I try to weave some structure into my time, separating the day from the evening (perhaps a shower at 6pm) and the week from the weekend (a proper breakfast on a Saturday morning). I try to put appointments in my calendar a few days ahead so I can see light at the end of the tunnel if I’m feeling lonely. Time can so easily become formless.

I’ve learned to take pleasure in small things: a surprise find of some ice cream in the freezer, a close-up sighting of a red kite in flight, using all seven letters at scrabble. I find I notice these things more, taking an almost inordinate pleasure from them. I think they would entirely have passed me by before.
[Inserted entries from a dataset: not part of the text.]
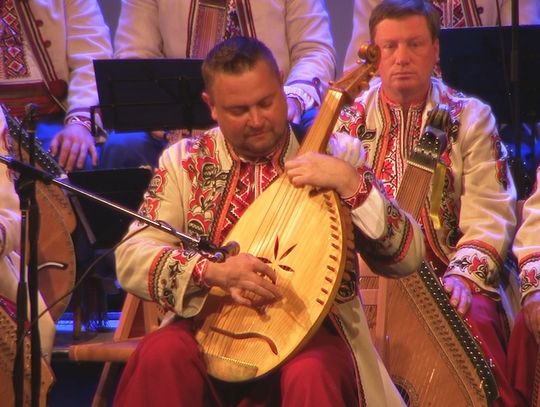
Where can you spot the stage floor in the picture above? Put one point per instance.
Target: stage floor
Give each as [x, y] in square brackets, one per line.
[76, 382]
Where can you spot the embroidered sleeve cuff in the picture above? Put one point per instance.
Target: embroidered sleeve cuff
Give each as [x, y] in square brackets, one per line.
[529, 275]
[198, 273]
[364, 188]
[476, 283]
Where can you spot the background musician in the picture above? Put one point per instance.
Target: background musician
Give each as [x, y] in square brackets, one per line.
[202, 186]
[523, 344]
[454, 14]
[297, 32]
[47, 49]
[476, 207]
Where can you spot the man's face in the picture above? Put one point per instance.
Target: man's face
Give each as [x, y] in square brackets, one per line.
[408, 55]
[251, 110]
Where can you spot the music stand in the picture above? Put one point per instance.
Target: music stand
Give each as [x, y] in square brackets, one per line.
[151, 94]
[477, 61]
[123, 186]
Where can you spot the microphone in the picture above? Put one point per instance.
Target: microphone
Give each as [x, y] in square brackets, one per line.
[29, 119]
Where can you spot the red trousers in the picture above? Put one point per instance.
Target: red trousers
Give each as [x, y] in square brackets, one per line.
[488, 324]
[168, 369]
[522, 360]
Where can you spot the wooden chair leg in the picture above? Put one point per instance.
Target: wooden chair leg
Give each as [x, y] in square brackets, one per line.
[104, 394]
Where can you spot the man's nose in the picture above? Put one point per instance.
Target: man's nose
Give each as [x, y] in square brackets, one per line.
[402, 54]
[255, 117]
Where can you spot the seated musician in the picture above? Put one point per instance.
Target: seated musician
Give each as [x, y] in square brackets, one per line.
[477, 204]
[47, 51]
[297, 32]
[203, 186]
[525, 337]
[10, 232]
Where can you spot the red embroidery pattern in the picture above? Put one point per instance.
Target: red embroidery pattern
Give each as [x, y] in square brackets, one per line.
[151, 202]
[530, 279]
[13, 63]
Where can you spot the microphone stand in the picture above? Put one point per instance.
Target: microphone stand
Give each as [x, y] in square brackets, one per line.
[514, 81]
[27, 289]
[201, 245]
[30, 174]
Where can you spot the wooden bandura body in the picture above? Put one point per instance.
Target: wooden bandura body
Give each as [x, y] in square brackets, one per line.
[427, 347]
[306, 237]
[56, 254]
[8, 350]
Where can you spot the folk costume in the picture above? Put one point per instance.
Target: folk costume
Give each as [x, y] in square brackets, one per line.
[476, 207]
[203, 188]
[522, 347]
[297, 32]
[48, 48]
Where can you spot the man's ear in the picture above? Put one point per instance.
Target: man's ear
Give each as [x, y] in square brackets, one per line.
[208, 100]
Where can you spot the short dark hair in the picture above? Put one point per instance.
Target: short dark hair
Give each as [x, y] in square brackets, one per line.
[398, 9]
[235, 56]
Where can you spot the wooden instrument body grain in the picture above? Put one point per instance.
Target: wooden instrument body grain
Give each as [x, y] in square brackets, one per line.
[306, 237]
[56, 253]
[8, 351]
[241, 343]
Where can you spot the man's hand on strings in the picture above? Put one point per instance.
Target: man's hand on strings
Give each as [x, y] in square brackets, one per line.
[71, 145]
[247, 279]
[459, 291]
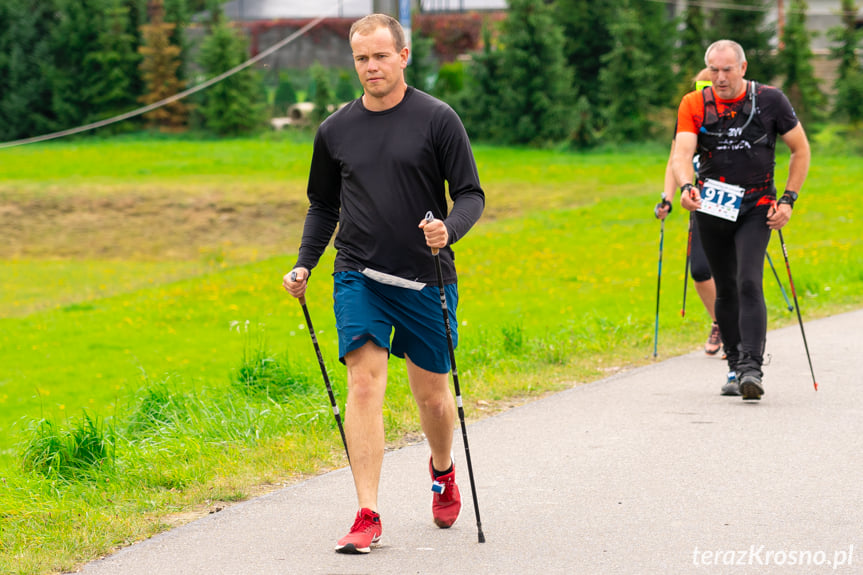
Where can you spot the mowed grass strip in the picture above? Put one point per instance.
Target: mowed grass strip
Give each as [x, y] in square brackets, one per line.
[557, 286]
Above all, my therapist has helped me accept my response to this terrible thing, and be kind to myself when that response is to wobble. So many of us find it difficult to be kind to ourselves. This thing is a global pandemic! It’s OK, I tell myself, to feel that I can’t cope. It’s most certainly OK to cry about it and I’ve done that too: I cried at that poor nurse who couldn’t buy food after an 18 hour shift; I cried at the staff clapping a 70-year-old survivor out of a COVID-19 ICU; I cried in sympathy with my next door neighbour, who can no longer visit his Alzheimer’s suffering wife in her nursing home.

None of this is meant to be easy.

I’ve stopped beating myself up for not finding it so.

3 thoughts on “DEALING WITH IT

  1. Indie

    I count myself to be living in what has often been called The Lucky Country in the past. Looking at the stats from your side of the world is truly horrifying, and I would probably find myself in a state of high anxiety should I be there right now, so everything you write makes perfect sense.
    What doesn’t make sense to me is the way I am responding to the situation. I have become ridiculously insomniac, Im writing this at 3am, because I can’t sleep – again. Yet I am not overtly panicking or emotional.
    Which brings me to the point of why I’m responding to your post since I’ve not been blogging since about this time last year, partly because I became overwhelmed at the sheer volume of posts in my inbox. Put simply I want to thank you for introducing me to Fado. You posted a short video in which the music was playing in the background and I inquired about it. Subsequently I became interested and have built up a nice little collection, and often have Mariza playing late at night when I need something to push me toward sleep. And fairly often when I’m playing it I think of you with appreciation and gratitude. Since I’ve surfaced briefly on Twitter this week, I decided I needed to thank you. Sometimes it’s the small things that make a positive difference in our lives, and this is one of them. So, thanks. Stay safe. Indie x

    Reply
  2. Jupiter Grant

    Spot on – this is such an unprecedented situation, some anxiety is to be expected. But so much is out of our control, and it’s important that we recognise that we’re doing our best.
    Very good wishes to you 💐

    Reply
  3. Marie Rebelle

    You are not alone in your tears. Like you, in the beginning I read absolutely everything I could find. I read the stories of nurses and doctors in the frontlines. Read about those who lost people to the horrible virus. And every time I cried. I still have the virus counter on my screen, but don’t check it as obsessively as I did. And where I got confused about time when I just started working at home, I now too have clear set times when I work, when I relax. We watch the evening news, and then it’s Netflix, to relax.

    Take care of you. We will get through this one way or the other.